Squash is one of the original Three Sister Crops, its origins dating back over 10,000 years ago in Mesoamerica. There are many squash varieties, but they are most commonly separated into two categories- Summer and Winter. Since zucchini falls under the Summer category, I’ll wait until next year to drop all my favorite zuch recipes on you.

Squash in general provides numerous health benefits, including high amounts of vitamins A and C, reduces risk of cancer, and improves sleep. It is also known for boosting your immune system and helps manage Diabetes.

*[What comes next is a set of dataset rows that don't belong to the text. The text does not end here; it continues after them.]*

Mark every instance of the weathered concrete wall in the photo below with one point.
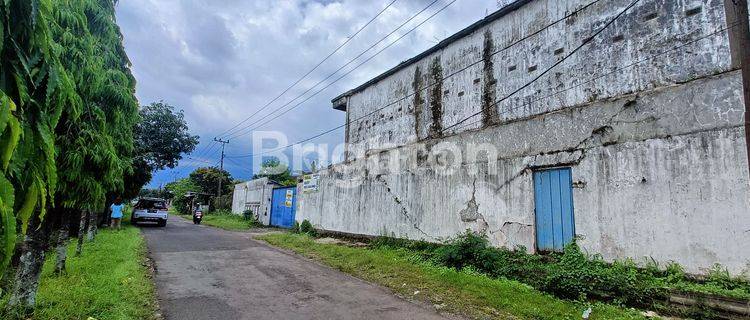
(254, 195)
(659, 174)
(652, 45)
(649, 118)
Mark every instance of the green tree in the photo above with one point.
(35, 90)
(178, 190)
(92, 143)
(161, 138)
(275, 170)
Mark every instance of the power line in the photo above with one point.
(350, 38)
(720, 31)
(237, 132)
(213, 143)
(575, 12)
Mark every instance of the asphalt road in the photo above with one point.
(208, 273)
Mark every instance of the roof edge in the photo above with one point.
(442, 44)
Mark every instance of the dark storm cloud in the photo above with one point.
(222, 60)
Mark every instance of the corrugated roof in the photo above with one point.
(442, 44)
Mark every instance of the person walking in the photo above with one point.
(116, 213)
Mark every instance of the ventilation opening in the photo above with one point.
(693, 11)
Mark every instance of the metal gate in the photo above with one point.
(553, 197)
(283, 204)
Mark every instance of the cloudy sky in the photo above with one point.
(222, 60)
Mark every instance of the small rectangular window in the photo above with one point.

After endless Googling, I have identified the squashes Mom sent me home with. The squashes shown above (in clockwise order from top left) are:

Sweet dumpling

Acorn Squash

Musquee de Provence pumpkin

Another Acorn

Lumina pumpkin

And last but NOT least…Butternut squash!

Over the next couple weeks, I will provide you with a recipe for each of these winter squashes! I know- try and contain your excitement. If you think you are not a squash person, I hope my enthusiasm encourages you to try at least one of them so that you can discover your deep-rooted passion for these vegetables.

Pumpkin Chocolate Oat Bars

Today is definitely Monday… the WiFi is out at our apartment, and my work email was hacked…but who cares because today is the first day of October! In my mind it’s officially Fall and I’m ready to bake pumpkin everything. Trader Joe’s is my pumpkin dealer of choice, and whenever I’m there I make sure to pick up a [few] bag[s] of their chocolate chunks because they’re better than regular old chocolate chips in so many ways.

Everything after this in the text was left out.